Franklin County officials figure out how to close budget gap

By Kristi Pihl, Tri-City HeraldNovember 22, 2012 

Franklin County officials have figured out a way to close a $1.5 million gap between projected expenses and revenues for the 2013 operation budget.

The preliminary $24.6 million budget maintains key county services without any across-the-board cuts.

"There is simply not enough revenue to do everything that we believe that our constituents would like us to do," Commission Chairman Brad Peck told the Herald on Wednesday.

But Peck said commissioners were able to create a balanced budget that preserves essential services.

Revenue hasn't kept pace with expenses, he said. One area in particular that has seen increases is health care costs.

"We've held a very fine line on any tax increases," he said. "We've avoided the necessity for any kind of across-the-board cuts."

And the budget has been balanced without layoffs or furloughs, he said. The county's staffing is already pared down to bare bones.

"It's a very responsible budget given the circumstances," he said.

Commissioner Rick Miller said the county has been cutting since 2009, and there isn't much left to cut. And commissioners don't want to add cost to the taxpayers, he said.

"It's just tight," he said.

The only function that is being cut in its entirety is the county's print shop and contract for printing instead, Peck said. That cut the deficit down by about $65,000.

Peck said he feels it is not efficient for the county to operate its own print shop. It also has the potential to compete with local small businesses. The person who was running the print shop already had planned to move on.

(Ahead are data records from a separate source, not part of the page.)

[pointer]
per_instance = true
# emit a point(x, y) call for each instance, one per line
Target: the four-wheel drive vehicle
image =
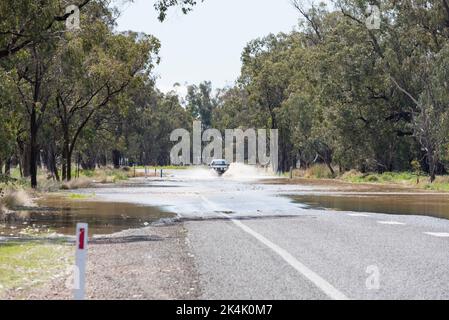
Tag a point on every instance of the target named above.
point(219, 165)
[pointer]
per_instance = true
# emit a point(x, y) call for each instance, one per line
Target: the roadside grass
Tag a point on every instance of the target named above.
point(25, 265)
point(408, 179)
point(317, 171)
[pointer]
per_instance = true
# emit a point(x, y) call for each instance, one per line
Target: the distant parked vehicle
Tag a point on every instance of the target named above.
point(219, 165)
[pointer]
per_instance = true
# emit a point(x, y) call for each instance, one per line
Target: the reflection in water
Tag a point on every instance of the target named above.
point(428, 205)
point(60, 215)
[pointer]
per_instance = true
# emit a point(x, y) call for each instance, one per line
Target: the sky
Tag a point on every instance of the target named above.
point(207, 43)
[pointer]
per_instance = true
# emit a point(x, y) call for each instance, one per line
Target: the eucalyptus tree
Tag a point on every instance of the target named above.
point(95, 66)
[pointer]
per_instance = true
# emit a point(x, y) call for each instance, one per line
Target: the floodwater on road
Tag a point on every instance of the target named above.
point(199, 193)
point(436, 205)
point(59, 214)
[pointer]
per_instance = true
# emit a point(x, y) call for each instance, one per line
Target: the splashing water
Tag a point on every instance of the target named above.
point(240, 171)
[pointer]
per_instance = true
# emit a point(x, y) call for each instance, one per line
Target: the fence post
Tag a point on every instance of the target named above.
point(80, 261)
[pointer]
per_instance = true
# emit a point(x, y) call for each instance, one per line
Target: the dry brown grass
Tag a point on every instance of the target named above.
point(76, 184)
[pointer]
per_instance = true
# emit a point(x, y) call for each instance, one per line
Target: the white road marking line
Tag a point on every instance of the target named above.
point(438, 234)
point(358, 215)
point(318, 281)
point(391, 222)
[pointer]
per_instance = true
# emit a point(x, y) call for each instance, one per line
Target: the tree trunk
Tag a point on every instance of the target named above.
point(33, 149)
point(8, 167)
point(25, 160)
point(116, 158)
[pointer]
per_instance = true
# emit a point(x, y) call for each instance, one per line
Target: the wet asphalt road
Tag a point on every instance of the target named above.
point(252, 242)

And about $344,000 from the 0.3 percent criminal justice sales tax can be used to pay for criminal justice operating expenses, according to the county auditor's office.

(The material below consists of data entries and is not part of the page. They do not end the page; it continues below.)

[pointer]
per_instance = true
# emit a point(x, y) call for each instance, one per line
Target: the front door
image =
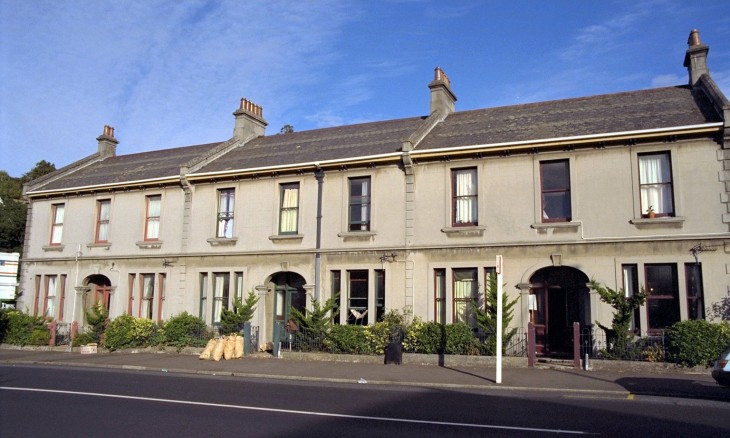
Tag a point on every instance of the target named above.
point(561, 299)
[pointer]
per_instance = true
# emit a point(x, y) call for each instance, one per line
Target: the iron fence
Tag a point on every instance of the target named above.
point(642, 346)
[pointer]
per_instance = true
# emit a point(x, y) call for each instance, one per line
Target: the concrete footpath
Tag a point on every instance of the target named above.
point(619, 382)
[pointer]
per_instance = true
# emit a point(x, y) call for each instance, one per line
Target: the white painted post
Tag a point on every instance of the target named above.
point(499, 319)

With the tax, 0.2 percent is paying for the construction of the new jail. The other 0.1 percent is meant to cover increased operational costs.

Peck said the county has been saving the portion for operational costs. There was a little bit more than was needed that can be used for other criminal justice expenses.

That is a valuable resource for gang suppression and criminal justice, and allows the county to enhance funding for juvenile justice, accommodate county prosecutor office needs and avoid cutting law enforcement positions, he said.

The sheriff's vehicles also will be transferred into the public works department budget, which is not part of the operating budget. That saves $444,000 from the operating budget, according to the county auditor's office.

Public works will own and maintain the vehicles in a motor pool, Peck said.

And the commissioners likely will shift another $426,000 from the county road budget to the operating budget. The preliminary operating budget already included $300,000 from the road department, according to the county auditor's office.

Miller said it is better to shift the revenue than to make more cuts.

Peck said savings in public works personnel costs because of openings during the last year has created a little extra revenue.

And money that was going out the door, no longer is, he said.

Dennis Huston, the county's former public works accounting manager, was fired in February on suspicion of embezzling about $2.8 million from the county in about 22 years.

Another public hearing on the budget will be held in December.